I was writing Harry Potter fan fiction. I was obsessed. I’d write for a couple of hours and then print it, and put it in a folder, chapter by chapter. I didn’t do much editing, and I didn’t look back. I wish I had this confidence now, to just keeping driving the narrative forward. I wrote about 70,000 words that year, and it’s still the longest thing I’ve ever written.

When you’re first writing, you think you can write anything, and there’s a wonderful freedom in that. You can get up one day and decide to write a murder mystery, an epic poem, a western – and it doesn’t matter if you’ve never tried it before. It doesn’t matter if you’ve never even read one before.

I suppose it’s a case of the old cliché: the more you know, the more you realise you don’t know. As you read more, you realise there are so many possibilities… so many ways of twisting language, turning out a plot, spinning a character.

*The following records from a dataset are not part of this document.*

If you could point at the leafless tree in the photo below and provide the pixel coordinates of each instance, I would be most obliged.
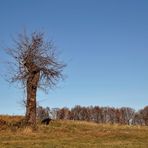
(35, 65)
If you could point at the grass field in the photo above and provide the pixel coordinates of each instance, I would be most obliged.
(74, 134)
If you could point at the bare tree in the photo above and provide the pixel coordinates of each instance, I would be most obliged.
(35, 65)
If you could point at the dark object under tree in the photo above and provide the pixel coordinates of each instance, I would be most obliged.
(36, 66)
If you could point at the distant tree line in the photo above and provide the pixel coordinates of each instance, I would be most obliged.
(124, 115)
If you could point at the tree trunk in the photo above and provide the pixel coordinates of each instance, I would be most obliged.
(32, 84)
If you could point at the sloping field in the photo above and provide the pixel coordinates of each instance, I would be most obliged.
(75, 134)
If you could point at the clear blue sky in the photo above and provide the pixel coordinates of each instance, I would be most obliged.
(103, 42)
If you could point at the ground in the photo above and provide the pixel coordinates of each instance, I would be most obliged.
(75, 134)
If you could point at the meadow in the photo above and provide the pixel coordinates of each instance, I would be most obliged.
(73, 134)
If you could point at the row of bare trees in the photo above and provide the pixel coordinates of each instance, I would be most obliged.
(124, 115)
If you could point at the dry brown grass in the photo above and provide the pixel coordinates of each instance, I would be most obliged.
(75, 134)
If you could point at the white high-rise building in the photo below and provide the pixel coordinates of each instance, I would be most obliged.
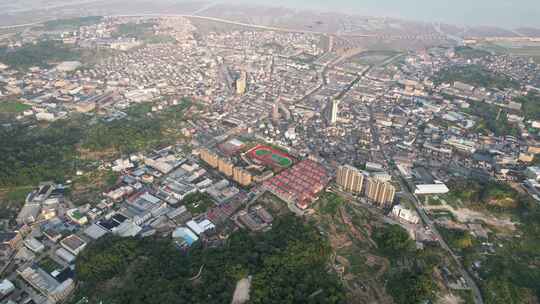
(334, 111)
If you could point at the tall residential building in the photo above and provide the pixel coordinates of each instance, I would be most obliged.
(225, 166)
(333, 111)
(350, 179)
(379, 192)
(210, 158)
(242, 176)
(241, 83)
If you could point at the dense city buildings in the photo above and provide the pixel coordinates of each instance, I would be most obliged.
(194, 129)
(350, 179)
(379, 192)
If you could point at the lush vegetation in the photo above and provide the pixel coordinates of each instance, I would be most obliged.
(33, 154)
(329, 203)
(72, 23)
(475, 75)
(393, 241)
(288, 265)
(530, 106)
(413, 282)
(492, 120)
(40, 54)
(412, 287)
(510, 273)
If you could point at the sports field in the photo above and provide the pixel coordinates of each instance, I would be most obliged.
(270, 157)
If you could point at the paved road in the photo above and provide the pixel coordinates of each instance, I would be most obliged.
(425, 218)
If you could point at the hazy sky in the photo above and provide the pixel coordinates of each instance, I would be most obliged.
(504, 13)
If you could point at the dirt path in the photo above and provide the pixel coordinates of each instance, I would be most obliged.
(465, 215)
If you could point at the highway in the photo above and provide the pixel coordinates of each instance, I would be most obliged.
(425, 218)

You lose confidence.

I’ve gone through a few stages in my writing where I think I’ve finally figured out what I’m doing, only to discover a whole new level of the craft and to lose my way. I suppose this is the case with any skill… I see it in my life as an English teacher. Take a student who has coasted their way through the first five years of secondary school, someone who understood the basics of the study of literature when they were 11 or 12, and that stood them through until GCSE. Said student achieves an A* with minimal effort. Said student signs up for ‘A’ Level English Lit, and bam, it suddenly gets hard. Read Shakespeare? On my own? Lit theory – what’s that, then? It’s so common with sixth formers, in any subject – the blind panic of realising the next level up from GCSE is actually, well, hard. I remember this feeling from my own time at school – feeling out of your depth, losing confidence, feeling shame at failing for the first time. As a straight A student, getting my first D in a mock exam was mortifying.

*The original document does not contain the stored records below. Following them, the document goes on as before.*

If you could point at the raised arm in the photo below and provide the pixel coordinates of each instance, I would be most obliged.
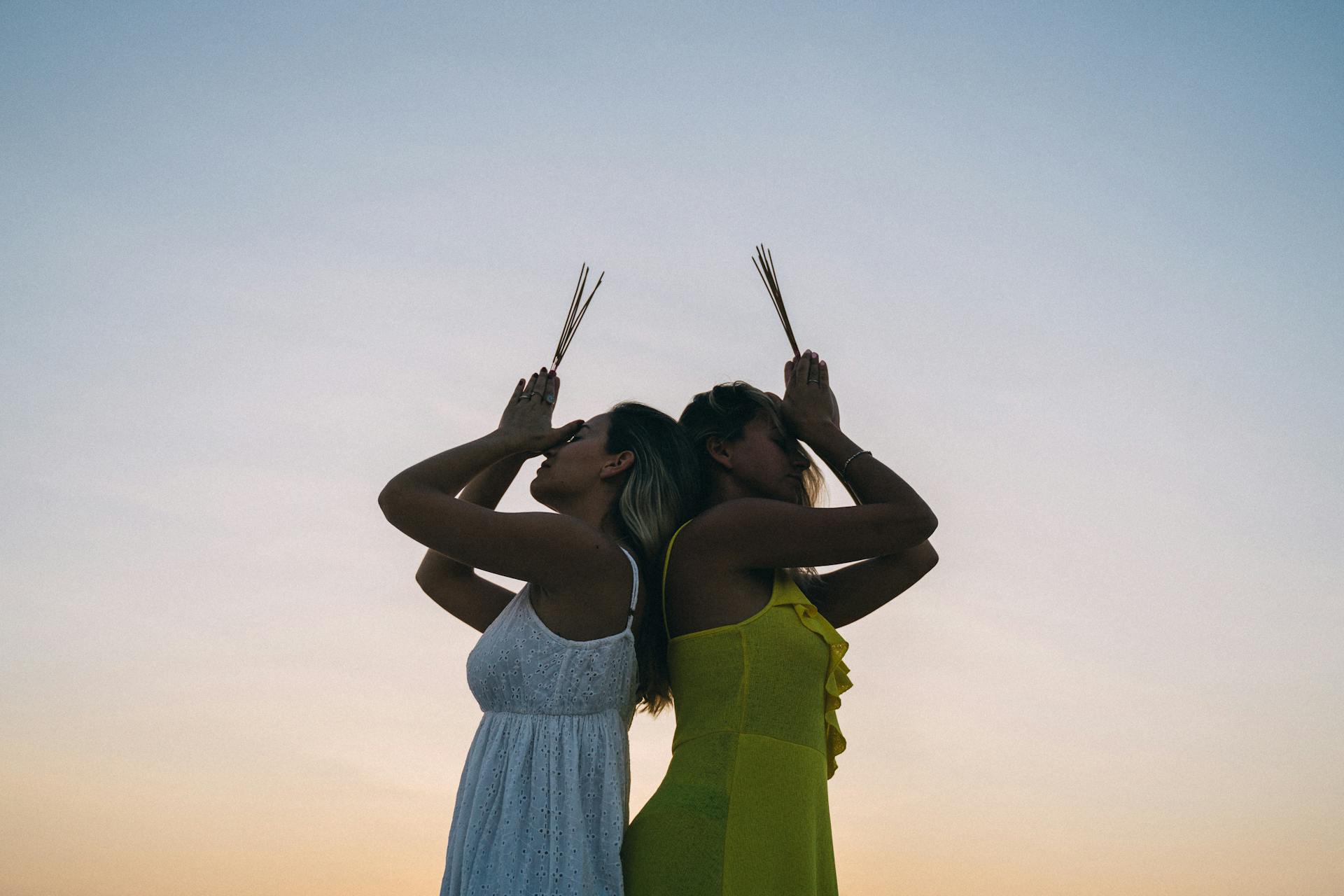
(456, 586)
(547, 548)
(890, 522)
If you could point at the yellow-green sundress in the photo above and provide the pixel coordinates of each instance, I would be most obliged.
(743, 808)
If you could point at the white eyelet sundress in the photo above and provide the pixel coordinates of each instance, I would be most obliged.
(543, 801)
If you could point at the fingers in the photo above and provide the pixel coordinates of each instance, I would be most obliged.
(566, 431)
(802, 370)
(811, 368)
(552, 388)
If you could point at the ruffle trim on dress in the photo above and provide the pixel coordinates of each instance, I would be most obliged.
(838, 678)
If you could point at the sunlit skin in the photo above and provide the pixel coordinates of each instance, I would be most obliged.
(448, 501)
(722, 567)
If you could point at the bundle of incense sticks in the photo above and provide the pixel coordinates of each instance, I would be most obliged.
(571, 321)
(765, 266)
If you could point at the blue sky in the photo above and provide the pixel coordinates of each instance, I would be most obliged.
(1077, 272)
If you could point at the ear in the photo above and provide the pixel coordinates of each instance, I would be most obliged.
(617, 465)
(720, 451)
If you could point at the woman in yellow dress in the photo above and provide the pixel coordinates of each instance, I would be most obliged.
(755, 659)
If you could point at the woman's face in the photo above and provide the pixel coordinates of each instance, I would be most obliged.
(573, 466)
(769, 463)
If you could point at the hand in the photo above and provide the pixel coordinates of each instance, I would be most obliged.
(808, 402)
(526, 422)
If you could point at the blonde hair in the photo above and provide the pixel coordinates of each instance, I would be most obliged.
(662, 492)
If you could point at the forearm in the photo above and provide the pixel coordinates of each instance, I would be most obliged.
(489, 485)
(486, 489)
(452, 470)
(867, 479)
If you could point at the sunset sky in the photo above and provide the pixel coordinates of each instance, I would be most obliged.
(1077, 272)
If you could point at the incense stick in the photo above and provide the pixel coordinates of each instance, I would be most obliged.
(764, 264)
(571, 320)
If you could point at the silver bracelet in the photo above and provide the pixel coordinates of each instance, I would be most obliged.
(844, 469)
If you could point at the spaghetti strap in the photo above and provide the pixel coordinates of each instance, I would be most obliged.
(663, 590)
(635, 589)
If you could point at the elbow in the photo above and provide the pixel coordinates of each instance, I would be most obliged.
(390, 501)
(916, 530)
(927, 526)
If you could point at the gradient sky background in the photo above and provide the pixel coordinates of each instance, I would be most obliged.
(1078, 273)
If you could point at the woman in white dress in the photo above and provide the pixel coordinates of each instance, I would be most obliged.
(542, 805)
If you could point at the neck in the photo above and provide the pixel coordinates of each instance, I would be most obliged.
(724, 488)
(594, 508)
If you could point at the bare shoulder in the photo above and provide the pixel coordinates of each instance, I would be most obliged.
(593, 598)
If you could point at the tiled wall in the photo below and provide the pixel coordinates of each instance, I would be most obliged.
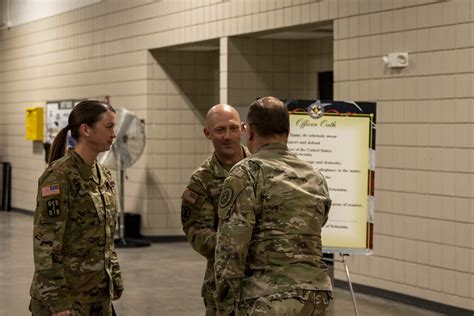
(282, 68)
(424, 209)
(424, 221)
(183, 86)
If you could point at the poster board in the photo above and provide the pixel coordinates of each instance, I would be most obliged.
(57, 113)
(338, 138)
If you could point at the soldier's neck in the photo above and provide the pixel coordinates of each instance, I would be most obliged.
(261, 141)
(86, 154)
(231, 160)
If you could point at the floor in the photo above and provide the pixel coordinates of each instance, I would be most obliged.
(162, 280)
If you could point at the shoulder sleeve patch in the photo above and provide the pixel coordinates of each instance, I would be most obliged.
(189, 196)
(52, 208)
(50, 190)
(226, 197)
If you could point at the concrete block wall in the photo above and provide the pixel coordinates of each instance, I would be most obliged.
(183, 86)
(282, 68)
(424, 211)
(424, 220)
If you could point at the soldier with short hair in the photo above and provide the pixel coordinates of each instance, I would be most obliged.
(201, 197)
(271, 210)
(76, 267)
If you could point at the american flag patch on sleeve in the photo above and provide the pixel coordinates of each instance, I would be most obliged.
(49, 190)
(189, 196)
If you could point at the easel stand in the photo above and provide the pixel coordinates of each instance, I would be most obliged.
(346, 268)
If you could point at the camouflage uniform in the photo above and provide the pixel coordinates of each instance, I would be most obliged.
(268, 253)
(76, 266)
(199, 218)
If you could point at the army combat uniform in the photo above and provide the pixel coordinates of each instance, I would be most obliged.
(199, 217)
(76, 266)
(268, 253)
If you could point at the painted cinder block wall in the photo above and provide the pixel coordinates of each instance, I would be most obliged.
(425, 147)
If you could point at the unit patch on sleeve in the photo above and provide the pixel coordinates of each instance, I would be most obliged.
(226, 196)
(50, 190)
(52, 207)
(190, 196)
(185, 213)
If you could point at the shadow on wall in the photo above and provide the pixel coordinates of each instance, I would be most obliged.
(191, 79)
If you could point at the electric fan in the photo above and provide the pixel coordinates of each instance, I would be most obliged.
(125, 151)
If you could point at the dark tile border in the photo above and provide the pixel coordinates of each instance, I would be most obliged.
(407, 299)
(358, 288)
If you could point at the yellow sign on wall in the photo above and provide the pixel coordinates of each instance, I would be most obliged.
(34, 123)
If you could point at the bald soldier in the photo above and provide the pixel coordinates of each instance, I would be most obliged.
(200, 199)
(268, 255)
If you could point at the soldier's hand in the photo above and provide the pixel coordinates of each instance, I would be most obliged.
(63, 313)
(117, 294)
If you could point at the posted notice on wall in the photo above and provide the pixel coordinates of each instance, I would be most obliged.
(339, 146)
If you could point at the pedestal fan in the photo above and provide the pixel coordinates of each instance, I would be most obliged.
(125, 151)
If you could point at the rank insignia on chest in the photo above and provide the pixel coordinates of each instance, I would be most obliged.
(49, 190)
(52, 207)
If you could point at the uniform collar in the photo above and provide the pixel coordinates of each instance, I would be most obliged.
(271, 146)
(87, 172)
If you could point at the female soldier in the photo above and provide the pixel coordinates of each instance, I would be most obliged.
(76, 267)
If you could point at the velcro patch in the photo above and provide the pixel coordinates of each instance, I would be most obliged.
(50, 190)
(185, 213)
(226, 197)
(190, 196)
(52, 207)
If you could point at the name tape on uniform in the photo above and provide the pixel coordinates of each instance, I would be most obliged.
(50, 190)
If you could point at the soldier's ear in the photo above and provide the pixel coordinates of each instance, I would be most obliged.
(206, 133)
(250, 132)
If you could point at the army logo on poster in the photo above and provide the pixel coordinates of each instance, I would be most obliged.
(185, 213)
(53, 208)
(226, 196)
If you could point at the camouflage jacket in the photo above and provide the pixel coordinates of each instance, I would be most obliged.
(199, 214)
(73, 237)
(271, 211)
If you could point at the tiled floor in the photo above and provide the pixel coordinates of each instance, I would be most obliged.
(162, 280)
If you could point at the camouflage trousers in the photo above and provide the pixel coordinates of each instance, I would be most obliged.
(211, 309)
(37, 308)
(297, 303)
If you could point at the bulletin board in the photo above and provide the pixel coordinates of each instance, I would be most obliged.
(338, 138)
(57, 113)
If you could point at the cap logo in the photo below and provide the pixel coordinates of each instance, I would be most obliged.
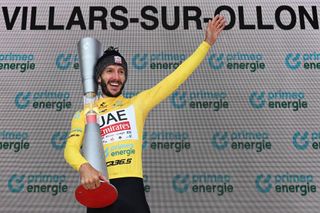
(117, 59)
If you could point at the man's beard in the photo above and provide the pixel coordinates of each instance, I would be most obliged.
(106, 92)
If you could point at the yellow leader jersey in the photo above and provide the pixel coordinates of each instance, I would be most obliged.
(121, 122)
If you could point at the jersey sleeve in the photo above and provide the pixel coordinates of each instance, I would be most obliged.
(151, 97)
(72, 149)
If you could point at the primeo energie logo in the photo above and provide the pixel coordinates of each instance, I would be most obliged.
(65, 61)
(302, 140)
(219, 184)
(38, 183)
(241, 140)
(237, 61)
(293, 100)
(54, 100)
(14, 140)
(286, 183)
(199, 100)
(157, 61)
(307, 61)
(17, 61)
(166, 140)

I suppose I’ve built up some kind of resilience as a writer. After all, I’m still doing it. I’ve studied writing, been told I’m not doing it right (lots). I think I’ve been reasonably good at taking advice, without taking it to heart. I probably will never write again with the free abandon I did as a kid, but I don’t feel crushed by a lack of confidence. I know I can write. I’m no Hilary Mantel, but I can string a few words together. I can tell a tale. I’ve just got to remember that when it gets tough, and keep going.

So much about writing is about confidence… I think I understand that better now. You’ve got to keep going. You’ve got to believe your own stories are good enough in order to finish them. If you don’t believe they’re good, no one else will.

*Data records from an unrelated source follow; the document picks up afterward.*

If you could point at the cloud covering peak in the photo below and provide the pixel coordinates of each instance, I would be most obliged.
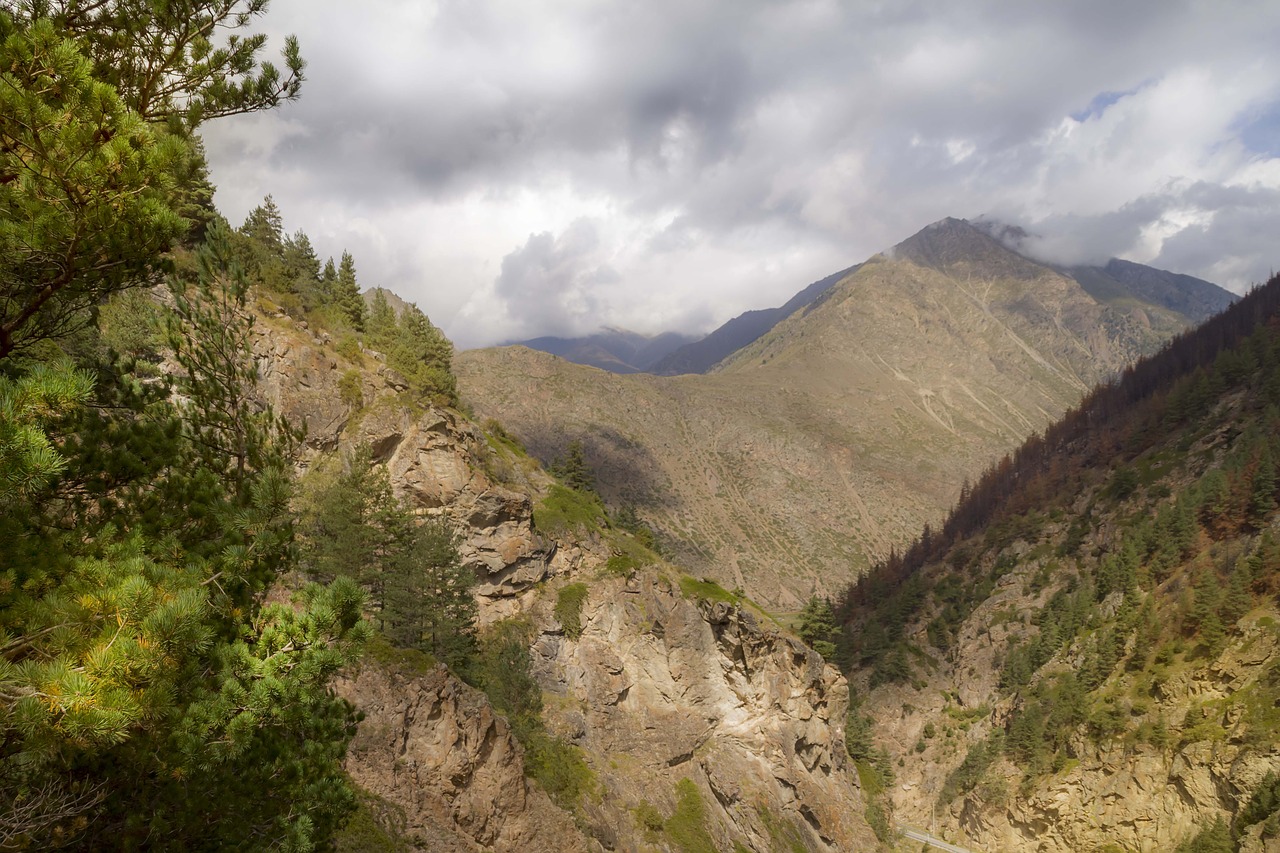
(548, 167)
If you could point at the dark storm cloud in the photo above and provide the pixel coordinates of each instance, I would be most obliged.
(688, 131)
(548, 286)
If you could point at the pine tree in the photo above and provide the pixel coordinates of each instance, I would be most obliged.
(85, 203)
(429, 600)
(817, 626)
(137, 576)
(328, 282)
(346, 293)
(424, 356)
(1262, 498)
(265, 226)
(574, 470)
(164, 60)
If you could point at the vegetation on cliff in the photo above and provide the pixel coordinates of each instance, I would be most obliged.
(1133, 547)
(151, 696)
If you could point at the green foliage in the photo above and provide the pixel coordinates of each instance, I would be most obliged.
(1264, 804)
(705, 589)
(346, 293)
(817, 626)
(131, 323)
(27, 405)
(629, 520)
(428, 600)
(164, 60)
(686, 828)
(503, 671)
(132, 594)
(574, 470)
(85, 191)
(352, 525)
(568, 609)
(1215, 838)
(969, 774)
(566, 510)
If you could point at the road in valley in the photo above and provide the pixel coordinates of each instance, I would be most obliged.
(920, 835)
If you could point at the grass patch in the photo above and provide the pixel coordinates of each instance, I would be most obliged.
(568, 609)
(784, 834)
(686, 828)
(566, 510)
(707, 591)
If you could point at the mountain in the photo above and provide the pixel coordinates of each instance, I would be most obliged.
(1084, 655)
(652, 710)
(1192, 297)
(844, 429)
(615, 350)
(702, 355)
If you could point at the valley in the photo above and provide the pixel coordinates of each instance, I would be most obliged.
(845, 428)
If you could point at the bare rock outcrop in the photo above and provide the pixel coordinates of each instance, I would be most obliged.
(435, 459)
(670, 689)
(435, 748)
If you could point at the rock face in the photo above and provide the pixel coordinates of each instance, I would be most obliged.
(676, 703)
(659, 689)
(434, 748)
(435, 460)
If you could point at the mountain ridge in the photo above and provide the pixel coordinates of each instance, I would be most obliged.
(839, 433)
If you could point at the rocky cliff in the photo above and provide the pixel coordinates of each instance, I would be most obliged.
(846, 428)
(1096, 664)
(696, 720)
(663, 685)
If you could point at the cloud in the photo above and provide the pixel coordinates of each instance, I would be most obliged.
(726, 153)
(549, 286)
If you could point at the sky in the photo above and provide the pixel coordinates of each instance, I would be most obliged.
(551, 167)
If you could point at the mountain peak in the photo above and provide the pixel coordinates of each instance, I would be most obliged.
(951, 241)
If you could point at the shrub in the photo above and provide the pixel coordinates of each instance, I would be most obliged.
(686, 828)
(568, 609)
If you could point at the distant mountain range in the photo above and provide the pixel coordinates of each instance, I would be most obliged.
(613, 350)
(846, 425)
(1193, 300)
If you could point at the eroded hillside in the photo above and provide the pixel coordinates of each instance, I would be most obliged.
(848, 427)
(1087, 655)
(672, 714)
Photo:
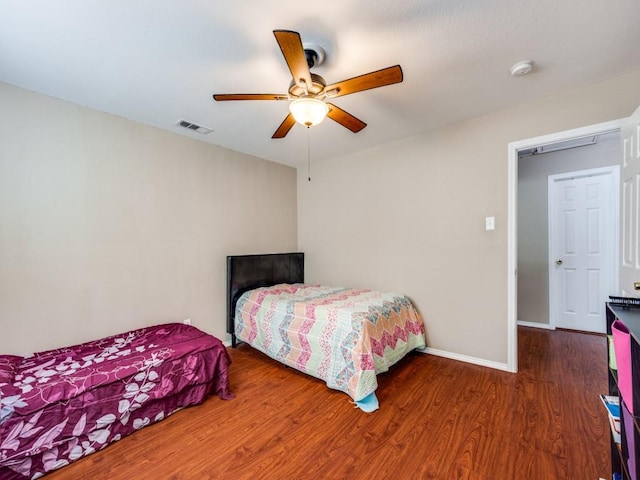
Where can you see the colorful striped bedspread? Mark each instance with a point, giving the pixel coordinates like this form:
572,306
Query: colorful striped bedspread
342,336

Writing in Coffee Shops – Pretentious or Productive?!

I write to you today from a branch of Caffe Nero, large hot chocolate at my side (with cream, naturally. I don’t  believe in starving myself in January). I’ve decided to try to get on with The Novel. I need to stop moaning about not doing it. And just do it. I can. And I will. Yet 2015 be the year of The Novel. Wouldn’t that be something wonderful?

I love writing in coffee shops. I’ve mentioned this in creative writing classes, somewhat embarrassed, knowing how pretentious it sounds. Yes, I like to write with an expensive drink at my side. I like the murmur of people around me. I actually find it less distracting than a quiet room at home. I’m not tempted to start doing the ironing, or check out Netflix. I feel I have purpose here. It’s nice to see other people with their laptops, even if they’re just watching videos of cats, or stalking their ex-girlfriends on Facebook. I can pretend they’re fellow creative types. Maybe I do like being a part of that tribe… You see them in cities, with their big geek glasses, their Macs, their trendy Urban Outfitters garb. Maybe they’ve plonked a hefty tome next to them, a heavily-thumbed copy of Dostoevsky or Sartre or the complete works of Coleridge. What a fashion statement.  I don’t look nearly so cool, but then I’m in a quiet suburbany backwater, so nobody else does either. We can pretend.

Leave my silly aspirations of life as a trendy intellectual aside. I’M GETTING STUFF DONE. This happens so rarely! I have IDEAS and everything. It’s wonderful. Definitely worth the price of a large hot chocolate. So, without further ado, I’m going to get the hell on with it.